Kisah Cinta Monyet: Siswi SMP Bunuh-Buang Bayi, Ini Kisahnya

Kamis, 09 Januari 2020 | 16:49
Istimewa/detikcom
RIAUGREEN.COM - Kisah cinta monyet antara dua siswa SMP di Cimahi Selatan, Kota Cimahi berakhir petaka. Hubungan mereka yang kebablasan, berujung dengan dibuangnya sang buah hati di dalam gudang rumah seorang lansia di Kampung Leuweung Gede, Kelurahan Cibeureum, Rabu (8/1/2020).

Cerita ini berawal saat MN (15), seorang siswa kelas 3 berhubungan dengan teman sekolah yang juga tetangga rumahnya, M (15) setahun yang lalu. Hubungan mereka makin intens, hingga akhirnya mereka melakukan hubungan layaknya suami istri sebanyak 4 kali.

"Jadi mereka ini kenal bulan Januari 2019, nah yang terakhir ini lah mungkin kebablasan sampai akhirnya MN hamil," kata Kanit Perlindungan Perempuan dan Anak (PPA) Polres Cimahi Iptu Mugiono, yang dilansir detik.com, Kamis (9/1/2020).

Saat mengetahui dirinya hamil, remaja wanita itu segera memberitahu kekasihnya. Namun, bukannya mengambil tanggung jawab, M malah memblokir semua pintu komunikasi, termasuk jejaring sosialnya.

"Si M ini langsung menghindari dari MN dan memblokir semua nomor pacarnya, karena dia panik dan tidak mau bertanggungjawab," ucap Mugiono.

MN kemudian pasrah, janin yang berada dalam perutnya berkembang hingga sembilan bulan. Hingga akhirnya melahirkan beberapa hari yang lalu.
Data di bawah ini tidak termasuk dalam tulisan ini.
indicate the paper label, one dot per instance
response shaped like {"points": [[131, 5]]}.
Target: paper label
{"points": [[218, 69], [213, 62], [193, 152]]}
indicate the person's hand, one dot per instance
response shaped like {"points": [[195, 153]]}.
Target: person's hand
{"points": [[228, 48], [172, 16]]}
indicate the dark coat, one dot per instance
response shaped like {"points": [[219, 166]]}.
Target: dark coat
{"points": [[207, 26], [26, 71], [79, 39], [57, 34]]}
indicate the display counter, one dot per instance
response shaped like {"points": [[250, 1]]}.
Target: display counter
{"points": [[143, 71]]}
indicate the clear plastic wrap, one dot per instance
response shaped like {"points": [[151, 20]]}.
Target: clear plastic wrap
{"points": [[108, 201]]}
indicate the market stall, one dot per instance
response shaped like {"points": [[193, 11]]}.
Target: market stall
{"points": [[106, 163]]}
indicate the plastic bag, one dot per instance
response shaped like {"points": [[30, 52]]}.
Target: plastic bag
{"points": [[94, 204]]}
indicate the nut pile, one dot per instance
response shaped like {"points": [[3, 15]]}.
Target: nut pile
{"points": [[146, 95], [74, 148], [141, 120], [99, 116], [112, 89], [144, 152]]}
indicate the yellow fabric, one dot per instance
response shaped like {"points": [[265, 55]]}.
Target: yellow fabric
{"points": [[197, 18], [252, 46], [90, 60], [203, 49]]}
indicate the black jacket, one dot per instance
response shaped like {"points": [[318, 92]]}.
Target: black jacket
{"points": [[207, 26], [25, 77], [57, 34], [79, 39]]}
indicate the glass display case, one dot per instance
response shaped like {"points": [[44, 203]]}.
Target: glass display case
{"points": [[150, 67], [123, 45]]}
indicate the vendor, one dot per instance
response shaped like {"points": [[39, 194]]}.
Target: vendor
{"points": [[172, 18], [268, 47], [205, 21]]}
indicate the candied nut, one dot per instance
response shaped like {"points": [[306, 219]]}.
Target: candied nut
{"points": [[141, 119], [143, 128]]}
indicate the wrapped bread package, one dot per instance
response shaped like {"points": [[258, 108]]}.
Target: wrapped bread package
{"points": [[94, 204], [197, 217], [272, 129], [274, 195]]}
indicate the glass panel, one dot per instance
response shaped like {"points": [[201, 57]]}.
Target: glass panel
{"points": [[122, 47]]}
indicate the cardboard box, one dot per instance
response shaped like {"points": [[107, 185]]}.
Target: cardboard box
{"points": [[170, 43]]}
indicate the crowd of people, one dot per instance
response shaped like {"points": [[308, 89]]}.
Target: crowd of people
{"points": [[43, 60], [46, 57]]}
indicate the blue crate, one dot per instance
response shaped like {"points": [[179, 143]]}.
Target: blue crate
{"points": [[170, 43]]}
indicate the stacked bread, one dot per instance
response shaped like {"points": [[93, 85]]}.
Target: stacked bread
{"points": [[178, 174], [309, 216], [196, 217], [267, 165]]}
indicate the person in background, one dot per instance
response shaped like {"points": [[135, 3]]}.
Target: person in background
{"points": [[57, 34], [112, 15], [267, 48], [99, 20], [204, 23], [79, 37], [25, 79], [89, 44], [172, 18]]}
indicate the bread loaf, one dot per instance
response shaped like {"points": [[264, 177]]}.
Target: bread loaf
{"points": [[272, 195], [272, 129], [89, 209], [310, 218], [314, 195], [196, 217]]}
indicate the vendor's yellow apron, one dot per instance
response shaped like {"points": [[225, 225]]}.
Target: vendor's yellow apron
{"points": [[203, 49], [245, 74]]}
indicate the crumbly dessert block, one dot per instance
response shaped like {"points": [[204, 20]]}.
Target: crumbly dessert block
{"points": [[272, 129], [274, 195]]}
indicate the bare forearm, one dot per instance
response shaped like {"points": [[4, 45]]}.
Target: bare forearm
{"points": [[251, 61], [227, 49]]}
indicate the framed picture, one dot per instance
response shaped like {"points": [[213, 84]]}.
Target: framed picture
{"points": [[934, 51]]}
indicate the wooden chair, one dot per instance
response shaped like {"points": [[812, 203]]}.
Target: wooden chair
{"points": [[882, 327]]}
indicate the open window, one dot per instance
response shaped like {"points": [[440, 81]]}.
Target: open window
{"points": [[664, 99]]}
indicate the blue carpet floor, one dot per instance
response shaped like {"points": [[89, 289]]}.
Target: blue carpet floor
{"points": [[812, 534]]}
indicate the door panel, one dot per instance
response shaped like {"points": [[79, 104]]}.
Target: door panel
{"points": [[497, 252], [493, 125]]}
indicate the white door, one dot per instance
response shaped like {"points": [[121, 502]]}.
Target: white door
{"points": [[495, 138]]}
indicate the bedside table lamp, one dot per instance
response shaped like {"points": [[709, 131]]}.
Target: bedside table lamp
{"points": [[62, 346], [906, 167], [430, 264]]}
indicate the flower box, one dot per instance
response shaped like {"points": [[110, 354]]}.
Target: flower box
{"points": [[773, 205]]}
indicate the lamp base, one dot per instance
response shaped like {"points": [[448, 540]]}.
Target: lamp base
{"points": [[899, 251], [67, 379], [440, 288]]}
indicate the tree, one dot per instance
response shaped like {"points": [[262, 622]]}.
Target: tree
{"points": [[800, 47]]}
"Si MN melahirkan anaknya sendiri di rumahnya. Sempat dimandikan dulu, terus dibekap sampai meninggal. Mayat bayi perempuan itu langsung dibungkus kain dan dibuang ke gudang rumah warga," tuturnya.

Mayat bayi tersebut kemudian ditemukan di rumah Umen (80), warga Kampung Leuweung Gede, RT 07/RW 11 Kelurahan Cibeureum, Kecamatan Cimahi Selatan, Kota Cimahi, Rabu (8/1/2020) sekitar pukul 13.00 WIB. M sendiri baru mengetahu aksi MN pada Rabu (8/1/2020) malam.

"Si M ini baru tahu kejadian pembuangan bayi itu tadi malam, karena memang tidak diberitahu oleh MN. Sampai sekarang statusnya masih saksi," bebernya.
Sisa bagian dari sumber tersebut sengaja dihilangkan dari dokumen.